Ce système est beau, et pour qu'il fût plus conséquent, il faudrait en faire disparaître ce qui reste de mystérieux dans le péché originel. Au fond, le péché originel pour Abélard est plutôt un état d'ignorance et d'impuissance qu'une corruption effective, qu'une modification substantielle de l'humanité; pour lui, le péché originel, s'il osait éclaircir sa pensée, ne serait qu'un état moral qu'améliorent, également par un effet moral, la prédication et le martyre du Christ. Bien souvent sans doute, même chez les chrétiens les plus orthodoxes, une semblable croyance revient à leur insu et prévaut sur la croyance au miraculeux; mais ce système n'explique pas comment un état moral de toute une race a pu être le résultat d'une transgression unique, d'une faute particulière d'un seul homme, et comment l'imputabilité de cette faute a été transmise par génération aux descendants de cet homme. Abélard a fait ce que fait tout philosophe chrétien qui ne veut cesser ni d'être philosophe ni d'être chrétien. Il y a dans le christianisme deux sortes de miracles, ou de faits de l'ordre surnaturel. Les premiers sont ces miracles matériels qui frappent surtout les imaginations et contre lesquels s'élève facilement l'incrédulité vulgaire: la pêche miraculeuse, l'eau changée en vin, la pierre en pain, Lazare ressuscité, la vue rendue aux aveugles, enfin et surtout la résurrection de Notre-Seigneur. Cependant il y a des choses plus hautes et plus embarrassantes dans le christianisme, il y a des miracles invisibles, un merveilleux de l'ordre moral dont la raison doit s'inquiéter davantage.

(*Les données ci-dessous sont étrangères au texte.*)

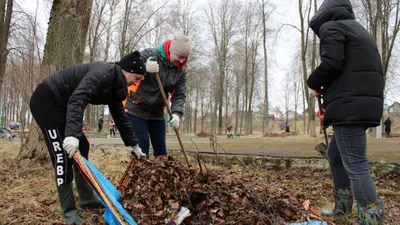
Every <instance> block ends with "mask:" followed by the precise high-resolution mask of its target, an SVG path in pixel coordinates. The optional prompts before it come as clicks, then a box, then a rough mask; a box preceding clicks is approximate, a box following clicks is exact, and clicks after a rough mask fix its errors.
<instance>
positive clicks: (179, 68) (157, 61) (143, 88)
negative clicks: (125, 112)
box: [125, 48, 186, 120]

Tel est le péché originel; telles la damnation, la rédemption, la grâce; toutes ces choses, entendues au sens orthodoxe, ne sont pas des noms métaphoriques donnés à de purs phénomènes moraux. Ce sont des réalités indéfinissables, je le sais, mais positives, effectives, si ce n'est substantielles et matérielles; ce sont au moins des faits subsistants, et non de simples manières de considérer et de représenter la nature humaine dans ses rapports avec l'éternelle vérité et l'éternelle justice. Or, c'est vers ce dernier point de vue que tout esprit philosophique doit nécessairement être entraîné. C'est même la pente actuelle de l'intelligence humaine, et quand le chrétien se laisse aller, c'est ainsi, c'est sous forme d'abstractions, qu'il se figure et traduit tous les phénomènes du monde dogmatique. Tout esprit philosophique, d'ailleurs bienveillant et religieux, tend vers une sorte de naturalisme évangélique, vers une interprétation toute rationnelle des faits révélés, même avec une foi absolue dans ces faits. Il lui en coûte beaucoup moins d'admettre les miracles proprement dits, c'est-à-dire les dérogations aux lois ordinaires de la nature physique, s'il peut faire disparaître les miracles purement intelligibles, c'est-à-dire les dérogations aux données de la nature morale; les premiers ne seront plus à ses yeux que des moyens dont s'est servie la Providence, daignant condescendre aux faiblesses de l'imagination de l'homme, pour éclairer sa raison, épurer sa conscience, toucher son coeur. C'est dans toute la force de l'expression, la raison qui s'est faite chair, ο λογος σαρξ έγένετο.
Abélard suit cette tendance, il est sur cette pente; qu'il continue de la suivre, qu'il descende encore, et il sera Socin, il sera Locke, Rousseau, Kant, Strauss; mais il parle et il écrit au XIIe siècle.